Wednesday, May 25, 2022

Does inequality cause gun violence? More than you might think


We interrupt our regular scheduled programming to bring you a take, relevant to yesterday's horror in Texas:

It is clear, or ought to be clear, that we have too many guns in this country, far too many, just crazy amounts of them serving no valid purpose (as Joe Biden pointed out there aren't any deer out there in Kevlar vests), but it should also be clear that we have too much untreated mental illness, partly because we won't spend any money on it 

Via OECD.

but even more because, as Nathan Newman tells us this morning (linked in the Tweet), our living conditions in the US actually foster high levels of mental illness, through the stress and social distrust provoked by wealth and income inequality.

Inequality is bad for health, and bad for mental health, at all levels, affecting the wealthy (fearful and crowded into gated communities) as well as the poor (stressed and frustrated) and bad for everybody's safety, including that of children:

 if we want to understand rampant gun violence, don’t look to the individual shooters who may at times - but not always - suffer from mental illness. Instead, look at them sociologically as the (literally) bleeding edge of a broader society racked by distrust and paranoia. Inequality drives greater levels of social distrust and mental illness, and that paranoia seems to drive the desire for more guns that sets the stage for the massive levels of gun deaths we see on a constant basis.

We must have better access to mental health treatment, we must have more effective gun control at a federal level, and we really ought to be doing something about inequality, maybe in two directions: by shifting wealth from the very wealthy to the rest of us through the tax system, and by shifting ownership from rentiers to workers through cooperatives, profit sharing, and the like.

By the way, a couple of tabs I've had open for a little over a month refer to a new book by Thomas Piketty, more on political than economic matters, A Brief History of Equality, which puts the dilemma of the educated left in pretty stark terms

in the post-War period, in the ’50s and ’60s, the Democratic Party in the U.S. and social democratic parties in Europe were able to convince voters with lower education, lower income, lower wage[s] that they are the platform for them. That, in effect, what ties them together, despite their differences … is a platform of educational expansion, workers’ rights, Social Security, progressive taxation. [This] is what has made this coalition stick together. Then, what we see is that gradually over the past four decades, these parties have become the party of the educational elite. So while the right-wing parties and the center-right party are still the parties of the business elite or the high wealth elite … [W]e have moved from this class-based system to what I describe as a multi-elite system, where basically the educational elite votes for the Brahmin left and the wealthy elite votes for the merchant right or the business right. This rise of elitism, in effect, has left a lot of voters feeling abandoned [by] the main two parties, and I feel this has largely contributed to the rise of what is sometimes known as populism.

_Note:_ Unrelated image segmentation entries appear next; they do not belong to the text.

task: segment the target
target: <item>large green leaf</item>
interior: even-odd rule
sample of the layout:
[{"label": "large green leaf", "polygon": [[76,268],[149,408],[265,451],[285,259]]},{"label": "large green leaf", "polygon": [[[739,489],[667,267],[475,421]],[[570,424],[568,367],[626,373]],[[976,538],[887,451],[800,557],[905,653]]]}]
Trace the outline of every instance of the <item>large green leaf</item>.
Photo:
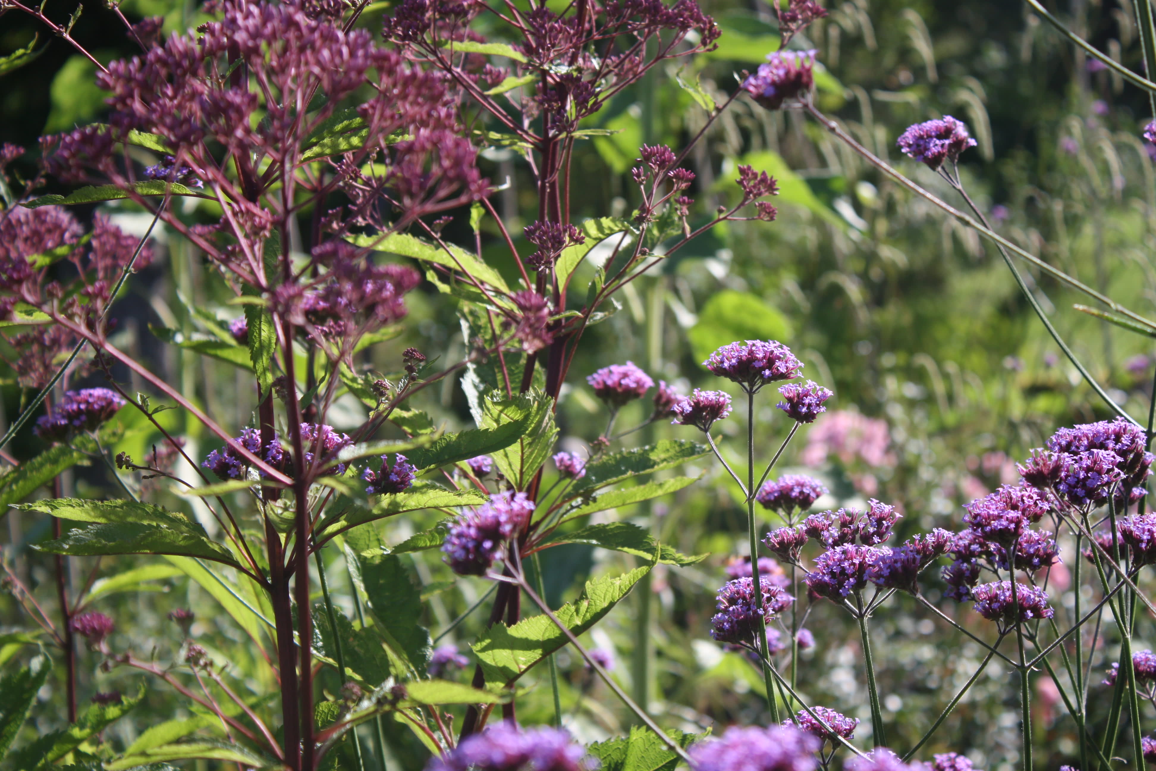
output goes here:
[{"label": "large green leaf", "polygon": [[[669,728],[666,734],[683,749],[704,735],[688,734],[677,728]],[[679,764],[674,750],[645,726],[631,726],[629,736],[595,742],[586,749],[598,758],[599,771],[674,771]]]},{"label": "large green leaf", "polygon": [[76,464],[87,465],[88,457],[68,445],[58,444],[0,476],[0,516],[7,513],[10,504],[21,501]]},{"label": "large green leaf", "polygon": [[596,458],[586,464],[586,476],[578,480],[571,495],[595,490],[614,482],[670,468],[695,458],[702,458],[710,447],[688,439],[662,439],[645,447],[623,450]]},{"label": "large green leaf", "polygon": [[707,356],[735,340],[787,340],[791,323],[757,295],[726,289],[711,295],[687,338],[702,366]]},{"label": "large green leaf", "polygon": [[83,744],[90,736],[104,731],[144,698],[144,685],[135,697],[125,697],[119,704],[90,704],[84,714],[68,728],[44,734],[13,754],[13,766],[21,771],[46,769],[68,753]]},{"label": "large green leaf", "polygon": [[385,636],[386,644],[416,675],[425,674],[430,633],[420,623],[424,610],[421,587],[414,583],[401,557],[381,553],[381,543],[370,528],[350,531],[346,543],[356,553],[361,590],[373,616],[383,622],[377,632]]},{"label": "large green leaf", "polygon": [[620,509],[622,506],[630,506],[643,501],[650,501],[651,498],[658,498],[664,495],[677,492],[682,488],[694,484],[696,481],[697,480],[691,476],[675,476],[674,479],[662,480],[661,482],[647,482],[646,484],[635,484],[633,487],[609,490],[608,492],[603,492],[602,495],[598,495],[588,501],[581,502],[580,506],[565,513],[565,519],[585,517],[586,514],[593,514],[596,511]]},{"label": "large green leaf", "polygon": [[[170,192],[173,195],[199,195],[194,190],[190,190],[184,185],[178,183],[166,183],[161,179],[151,179],[148,181],[139,181],[133,185],[133,191],[138,195],[164,195],[165,192]],[[31,201],[21,203],[24,208],[35,209],[40,206],[72,206],[75,203],[98,203],[101,201],[117,201],[123,198],[128,198],[128,193],[125,192],[119,185],[96,185],[90,187],[81,187],[74,193],[68,195],[42,195]]]},{"label": "large green leaf", "polygon": [[[617,578],[586,581],[581,596],[562,606],[554,615],[573,635],[581,635],[609,613],[652,566],[636,568]],[[472,647],[481,661],[486,680],[509,684],[568,642],[562,630],[542,614],[519,621],[513,627],[495,624]]]},{"label": "large green leaf", "polygon": [[453,270],[465,270],[479,281],[484,281],[503,294],[510,294],[502,274],[487,265],[473,252],[467,252],[460,246],[446,244],[449,252],[437,244],[429,244],[416,236],[408,233],[390,233],[388,236],[347,236],[349,243],[363,249],[373,249],[378,252],[401,254],[412,257],[415,260],[433,262]]},{"label": "large green leaf", "polygon": [[705,554],[692,556],[680,554],[665,543],[659,547],[653,535],[630,522],[603,522],[590,525],[572,533],[555,534],[546,542],[546,546],[554,543],[590,543],[603,549],[632,554],[636,557],[651,557],[659,548],[659,562],[679,566],[694,565],[709,556]]},{"label": "large green leaf", "polygon": [[28,710],[36,699],[36,692],[44,685],[52,666],[44,657],[32,660],[31,667],[22,667],[0,677],[0,759],[24,725]]},{"label": "large green leaf", "polygon": [[558,430],[554,425],[553,400],[538,388],[513,399],[491,392],[482,399],[482,430],[524,425],[516,442],[490,453],[494,464],[516,490],[525,490],[554,448]]}]

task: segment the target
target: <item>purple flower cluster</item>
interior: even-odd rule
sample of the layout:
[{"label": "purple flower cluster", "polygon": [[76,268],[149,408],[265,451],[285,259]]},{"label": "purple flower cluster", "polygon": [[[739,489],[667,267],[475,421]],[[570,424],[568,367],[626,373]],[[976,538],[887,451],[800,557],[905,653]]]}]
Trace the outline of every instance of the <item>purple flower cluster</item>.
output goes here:
[{"label": "purple flower cluster", "polygon": [[594,764],[561,728],[519,728],[501,722],[433,756],[425,771],[583,771]]},{"label": "purple flower cluster", "polygon": [[572,452],[560,452],[554,455],[554,465],[563,479],[580,480],[586,476],[586,459]]},{"label": "purple flower cluster", "polygon": [[802,474],[784,474],[777,480],[766,480],[755,494],[763,509],[777,511],[790,517],[796,509],[810,509],[828,489],[818,480]]},{"label": "purple flower cluster", "polygon": [[807,710],[799,710],[799,712],[793,718],[787,720],[786,724],[796,725],[820,740],[830,741],[832,743],[836,741],[836,736],[851,739],[855,735],[855,727],[859,725],[859,720],[857,718],[849,718],[845,714],[830,710],[825,706],[813,706],[810,710],[815,713],[815,717],[827,724],[827,728],[824,728],[823,724],[816,720],[815,717],[812,717],[810,712],[807,712]]},{"label": "purple flower cluster", "polygon": [[966,126],[951,116],[943,116],[911,126],[896,144],[904,155],[936,170],[944,161],[956,163],[964,150],[976,146],[976,140],[968,134]]},{"label": "purple flower cluster", "polygon": [[815,558],[815,570],[803,577],[810,591],[833,602],[867,586],[868,569],[883,556],[883,549],[846,543]]},{"label": "purple flower cluster", "polygon": [[779,386],[783,401],[776,405],[795,423],[814,423],[820,414],[827,412],[823,406],[835,394],[821,385],[807,383],[788,383]]},{"label": "purple flower cluster", "polygon": [[783,613],[794,599],[783,591],[770,576],[759,576],[762,607],[755,605],[753,578],[727,581],[716,595],[711,618],[711,637],[720,643],[751,643],[758,633],[759,620]]},{"label": "purple flower cluster", "polygon": [[633,362],[603,366],[586,378],[594,388],[594,395],[617,409],[623,405],[640,399],[654,387],[654,380],[643,372]]},{"label": "purple flower cluster", "polygon": [[731,396],[721,391],[702,391],[683,396],[670,408],[676,425],[694,425],[702,431],[710,431],[716,421],[731,414]]},{"label": "purple flower cluster", "polygon": [[758,391],[768,383],[799,377],[802,363],[791,349],[775,340],[747,340],[722,346],[703,362],[720,378],[733,380],[743,391]]},{"label": "purple flower cluster", "polygon": [[451,669],[465,669],[468,666],[469,659],[458,652],[458,646],[446,644],[433,648],[427,672],[430,677],[445,677]]},{"label": "purple flower cluster", "polygon": [[393,460],[393,466],[390,466],[390,459],[386,455],[381,455],[380,460],[381,467],[377,472],[369,468],[362,472],[362,479],[369,482],[369,485],[365,488],[366,494],[385,495],[401,492],[413,487],[417,469],[406,460],[405,455],[398,453]]},{"label": "purple flower cluster", "polygon": [[822,743],[794,726],[731,727],[690,748],[691,771],[816,771]]},{"label": "purple flower cluster", "polygon": [[442,544],[445,562],[461,576],[484,576],[511,538],[534,513],[525,492],[499,492],[450,526]]},{"label": "purple flower cluster", "polygon": [[815,87],[817,51],[776,51],[766,64],[742,81],[742,88],[761,106],[778,110],[787,99],[802,99]]},{"label": "purple flower cluster", "polygon": [[1011,581],[992,581],[972,587],[971,598],[976,602],[976,613],[996,622],[1001,630],[1010,629],[1017,622],[1051,618],[1055,615],[1047,605],[1047,593],[1044,590],[1017,583],[1015,593],[1013,602]]},{"label": "purple flower cluster", "polygon": [[47,415],[37,418],[32,430],[45,442],[64,442],[72,435],[101,428],[126,403],[120,394],[108,388],[68,391]]}]

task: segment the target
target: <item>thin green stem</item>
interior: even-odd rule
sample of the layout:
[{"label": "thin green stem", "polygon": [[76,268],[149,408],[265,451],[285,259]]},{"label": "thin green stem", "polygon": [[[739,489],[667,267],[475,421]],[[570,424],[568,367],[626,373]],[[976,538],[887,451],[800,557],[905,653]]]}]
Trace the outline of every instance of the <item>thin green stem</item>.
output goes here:
[{"label": "thin green stem", "polygon": [[[542,561],[538,553],[531,557],[534,561],[534,577],[538,579],[538,593],[546,596],[546,581],[542,579]],[[497,584],[495,584],[497,586]],[[562,697],[558,695],[558,663],[554,660],[554,654],[546,657],[546,662],[550,666],[550,690],[554,691],[554,727],[562,727]]]}]

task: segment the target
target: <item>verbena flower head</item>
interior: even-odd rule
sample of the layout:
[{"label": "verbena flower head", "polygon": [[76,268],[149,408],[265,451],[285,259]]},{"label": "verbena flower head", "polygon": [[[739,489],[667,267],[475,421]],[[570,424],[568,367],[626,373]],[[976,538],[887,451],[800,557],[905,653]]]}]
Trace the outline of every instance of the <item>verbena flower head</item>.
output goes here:
[{"label": "verbena flower head", "polygon": [[444,677],[452,669],[465,669],[468,666],[469,659],[458,652],[457,645],[447,643],[433,648],[427,670],[430,677]]},{"label": "verbena flower head", "polygon": [[722,346],[703,362],[703,366],[750,392],[768,383],[799,377],[802,363],[776,340],[747,340]]},{"label": "verbena flower head", "polygon": [[64,442],[72,435],[101,428],[126,403],[120,394],[108,388],[68,391],[52,412],[37,418],[34,431],[45,442]]},{"label": "verbena flower head", "polygon": [[803,580],[812,592],[842,602],[867,586],[867,570],[883,555],[882,549],[851,543],[836,547],[815,558],[815,570]]},{"label": "verbena flower head", "polygon": [[956,163],[964,150],[976,146],[976,140],[971,139],[966,126],[951,116],[943,116],[909,127],[896,144],[904,155],[936,170],[944,161]]},{"label": "verbena flower head", "polygon": [[425,771],[583,771],[593,769],[586,750],[561,728],[519,728],[512,721],[473,734]]},{"label": "verbena flower head", "polygon": [[393,460],[393,466],[390,466],[387,455],[381,455],[380,461],[381,467],[377,472],[369,468],[362,472],[362,479],[369,482],[369,485],[365,488],[366,494],[384,495],[401,492],[413,487],[417,469],[406,460],[405,455],[398,453]]},{"label": "verbena flower head", "polygon": [[710,431],[716,421],[731,414],[731,395],[722,391],[702,391],[683,396],[674,406],[674,420],[677,425],[694,425],[702,431]]},{"label": "verbena flower head", "polygon": [[823,406],[835,394],[821,385],[807,383],[788,383],[779,386],[783,401],[776,405],[795,423],[814,423],[820,414],[827,412]]},{"label": "verbena flower head", "polygon": [[992,581],[972,587],[976,613],[994,621],[1001,630],[1010,629],[1016,622],[1032,618],[1051,618],[1055,615],[1047,605],[1047,593],[1028,584],[1016,584],[1015,602],[1011,601],[1011,581]]},{"label": "verbena flower head", "polygon": [[534,513],[525,492],[499,492],[450,526],[442,544],[445,562],[461,576],[484,576]]},{"label": "verbena flower head", "polygon": [[766,480],[755,494],[763,509],[791,514],[795,510],[810,509],[821,496],[829,492],[818,480],[802,474],[784,474],[777,480]]},{"label": "verbena flower head", "polygon": [[594,395],[615,409],[640,399],[654,387],[654,380],[633,362],[603,366],[588,376],[586,383],[594,388]]},{"label": "verbena flower head", "polygon": [[810,710],[815,713],[815,717],[825,722],[829,728],[824,728],[823,724],[812,717],[810,712],[807,712],[807,710],[799,710],[799,712],[796,712],[795,716],[786,722],[796,725],[808,734],[812,734],[822,741],[830,741],[832,743],[836,742],[836,736],[851,739],[855,735],[855,727],[859,725],[858,718],[849,718],[845,714],[830,710],[825,706],[813,706]]},{"label": "verbena flower head", "polygon": [[883,588],[918,594],[919,571],[924,564],[926,564],[924,558],[911,547],[884,549],[867,569],[867,580]]},{"label": "verbena flower head", "polygon": [[742,81],[742,88],[761,106],[778,110],[787,99],[802,99],[815,87],[817,51],[776,51],[766,64]]},{"label": "verbena flower head", "polygon": [[470,458],[466,464],[469,466],[469,470],[474,473],[474,476],[479,479],[489,476],[490,472],[494,470],[494,459],[489,455]]},{"label": "verbena flower head", "polygon": [[568,480],[580,480],[586,476],[586,459],[571,452],[560,452],[554,455],[554,465],[558,475]]},{"label": "verbena flower head", "polygon": [[972,771],[971,761],[958,753],[940,753],[932,756],[934,771]]},{"label": "verbena flower head", "polygon": [[783,613],[794,600],[770,576],[759,576],[762,607],[755,603],[753,578],[727,581],[716,595],[717,614],[711,618],[711,637],[719,643],[751,643],[758,632],[759,618]]},{"label": "verbena flower head", "polygon": [[112,618],[103,613],[79,613],[68,621],[68,625],[88,640],[90,650],[106,651],[105,640],[112,633]]},{"label": "verbena flower head", "polygon": [[815,771],[818,739],[794,726],[731,727],[690,748],[691,771]]}]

but some real ideas for action of a kind that I've long favored:

There are two main ideas, one is social federalism and the other is participatory socialism. Social federalism is a view that if you want to keep globalization going and you want to avoid this retreat to nationalism and the frontier of the nation-state that we see in a number of countries, you need to organize globalization in a more social way. If you want to have international treaties between European countries and Canada and the U.S. and Latin America and Africa, these treaties cannot simply be about free trade and free capital flow. They need to set some target in terms of equitable growth and equitable development. So, how much you want to tax large international corporations [and] high wealth/high income individuals? What kind of target do you want for carbon emissions?... 

Participatory socialism is the general objective of more “access” to education. Educational justice is very important in terms of access to higher education. Today there’s a lot of hyper criticism, not only in the U.S., but also in France and in Europe, that we don’t set quantifiable and verifiable targets in terms of how children [from] lower [income] groups [gain] access to higher education, what kind of funding [they] have for higher education. The other big dimension is circulation of property, so I talk about “inheritance for all.” The idea is to use a progressive tax on wealth in order to finance [a] capital transfer to every young adult at the age of 25. This transfer is in effect, 120,000 euros [about $134,000] per person, [which is] about the level of medium wealth today in France or in the U.S. That will very much transform the ability of children from poor families or middle-class families to create their own firms.

It won't eliminate inequality by any means, but it could make a major difference.